Interplay of breakup and fusion in near-barrier collisions of weakly-bound nuclides

Department of Nuclear Physics and Accelerator Applications, Research School of Physics, Australian National University, Canberra ACT 2601 Australia

^* e-mail: edward.simpson@anu.edu.au

Published online: 18 October 2024

Abstract

Light, weakly-bound nuclides such as ^6,7Li and ⁹Be exhibit a diverse range of near-barrier reaction phenomena. Complete fusion is found to be suppressed by up to 35% with respect to barrier-passing model calculations. Their weak binding leads to significant breakup through excitation of the continuum, but also through production of weakly-bound or unbound neighbouring nuclides via nucleon transfer. Such systems also exhibit large yields of incomplete fusion, which is correlated empirically with cluster breakup thresholds for these stable nuclides.

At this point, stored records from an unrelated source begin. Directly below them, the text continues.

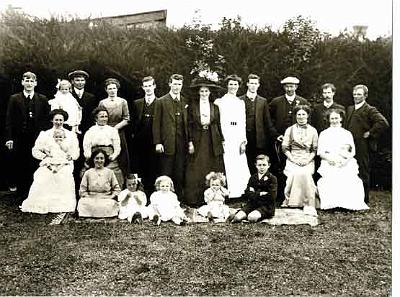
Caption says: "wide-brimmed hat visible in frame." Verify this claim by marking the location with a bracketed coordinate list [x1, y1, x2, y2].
[49, 108, 68, 122]
[189, 77, 221, 89]
[68, 70, 89, 79]
[281, 76, 300, 85]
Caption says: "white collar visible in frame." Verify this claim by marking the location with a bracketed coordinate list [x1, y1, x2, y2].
[22, 90, 35, 99]
[285, 94, 296, 103]
[169, 91, 181, 100]
[144, 94, 156, 105]
[246, 91, 257, 101]
[354, 100, 365, 110]
[323, 100, 333, 108]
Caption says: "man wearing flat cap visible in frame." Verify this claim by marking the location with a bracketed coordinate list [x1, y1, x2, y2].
[269, 76, 309, 205]
[68, 70, 99, 135]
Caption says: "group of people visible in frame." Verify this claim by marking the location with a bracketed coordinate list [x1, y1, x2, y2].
[6, 70, 388, 224]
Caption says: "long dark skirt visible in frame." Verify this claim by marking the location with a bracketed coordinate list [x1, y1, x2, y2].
[184, 130, 224, 207]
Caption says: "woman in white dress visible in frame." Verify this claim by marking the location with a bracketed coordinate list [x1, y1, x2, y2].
[21, 109, 79, 214]
[317, 109, 369, 210]
[214, 75, 250, 198]
[282, 105, 318, 216]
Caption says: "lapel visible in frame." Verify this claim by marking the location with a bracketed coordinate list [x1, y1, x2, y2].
[346, 105, 354, 124]
[136, 98, 145, 121]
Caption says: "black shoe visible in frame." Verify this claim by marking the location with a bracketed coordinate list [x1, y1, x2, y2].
[132, 212, 143, 225]
[152, 215, 161, 226]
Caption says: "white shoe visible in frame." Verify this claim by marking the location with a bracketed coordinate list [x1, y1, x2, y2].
[303, 205, 318, 217]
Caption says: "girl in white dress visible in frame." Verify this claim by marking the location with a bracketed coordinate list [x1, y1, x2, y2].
[118, 174, 148, 224]
[214, 75, 250, 198]
[317, 110, 369, 210]
[197, 172, 229, 221]
[149, 175, 187, 225]
[49, 79, 82, 134]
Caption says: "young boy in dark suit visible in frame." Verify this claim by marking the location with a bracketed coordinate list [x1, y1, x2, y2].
[232, 155, 278, 223]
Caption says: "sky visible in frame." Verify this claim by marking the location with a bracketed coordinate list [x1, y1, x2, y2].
[0, 0, 392, 39]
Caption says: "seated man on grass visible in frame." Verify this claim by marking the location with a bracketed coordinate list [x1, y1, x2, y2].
[231, 155, 278, 223]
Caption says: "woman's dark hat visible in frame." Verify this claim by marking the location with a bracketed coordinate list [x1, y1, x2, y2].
[49, 108, 68, 121]
[190, 77, 221, 89]
[68, 70, 89, 79]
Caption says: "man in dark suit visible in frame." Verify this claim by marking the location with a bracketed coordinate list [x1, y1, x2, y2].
[239, 74, 278, 174]
[269, 76, 309, 206]
[68, 70, 99, 187]
[346, 85, 389, 203]
[6, 72, 51, 195]
[68, 70, 99, 135]
[131, 76, 159, 197]
[311, 83, 345, 134]
[153, 74, 188, 200]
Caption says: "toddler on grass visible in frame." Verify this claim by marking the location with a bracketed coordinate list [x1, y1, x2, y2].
[149, 175, 187, 225]
[197, 171, 229, 221]
[118, 174, 149, 224]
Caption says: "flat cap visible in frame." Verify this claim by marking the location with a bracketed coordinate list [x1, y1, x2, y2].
[281, 76, 300, 85]
[68, 70, 89, 79]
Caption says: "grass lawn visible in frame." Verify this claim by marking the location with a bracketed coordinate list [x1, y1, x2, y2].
[0, 192, 392, 296]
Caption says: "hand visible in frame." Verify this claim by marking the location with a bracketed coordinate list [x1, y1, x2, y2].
[6, 140, 14, 150]
[189, 141, 194, 154]
[156, 143, 164, 154]
[239, 141, 246, 155]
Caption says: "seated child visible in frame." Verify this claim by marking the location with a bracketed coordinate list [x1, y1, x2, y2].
[118, 174, 148, 224]
[49, 79, 82, 134]
[39, 129, 72, 173]
[232, 155, 278, 223]
[148, 175, 187, 225]
[197, 171, 229, 221]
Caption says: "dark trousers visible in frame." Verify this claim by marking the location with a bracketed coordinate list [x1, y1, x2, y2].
[269, 141, 287, 207]
[160, 153, 186, 201]
[132, 145, 160, 198]
[354, 138, 369, 203]
[246, 131, 267, 175]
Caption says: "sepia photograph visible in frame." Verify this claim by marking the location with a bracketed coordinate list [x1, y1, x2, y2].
[0, 0, 394, 296]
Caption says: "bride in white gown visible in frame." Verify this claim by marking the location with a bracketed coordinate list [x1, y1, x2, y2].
[20, 109, 79, 214]
[317, 110, 369, 210]
[214, 75, 250, 198]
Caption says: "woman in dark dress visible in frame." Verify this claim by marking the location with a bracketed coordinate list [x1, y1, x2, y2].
[184, 78, 224, 207]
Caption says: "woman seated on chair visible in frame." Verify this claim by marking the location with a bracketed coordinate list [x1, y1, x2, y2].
[78, 149, 121, 218]
[282, 105, 318, 216]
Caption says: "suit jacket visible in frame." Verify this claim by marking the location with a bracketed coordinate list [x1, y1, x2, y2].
[239, 95, 279, 149]
[71, 88, 99, 134]
[311, 102, 346, 134]
[269, 95, 309, 135]
[188, 101, 224, 156]
[153, 93, 188, 155]
[6, 92, 51, 141]
[244, 171, 278, 207]
[129, 98, 157, 134]
[345, 102, 389, 150]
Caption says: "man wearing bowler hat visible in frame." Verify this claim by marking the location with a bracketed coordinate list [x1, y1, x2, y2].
[68, 70, 99, 135]
[68, 70, 99, 187]
[269, 76, 309, 205]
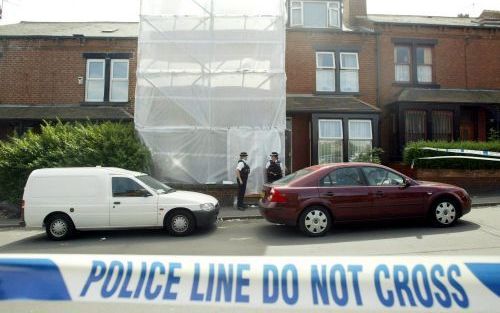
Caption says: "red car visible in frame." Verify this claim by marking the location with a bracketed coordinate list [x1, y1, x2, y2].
[260, 163, 471, 236]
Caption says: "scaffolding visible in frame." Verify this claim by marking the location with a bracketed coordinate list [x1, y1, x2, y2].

Disentangling these reaction phenomena and their complex interplay is one of the most interesting challenges in near-barrier reaction dynamics. Here we briefly review our recent progress in understanding the interplay between breakup and fusion. These results strongly suggest that the dominant mechanism leading to incomplete fusion and the suppression of complete fusion is direct capture of the projectile cluster constituents by the target nucleus, rather than requiring projectile breakup prior to fusion.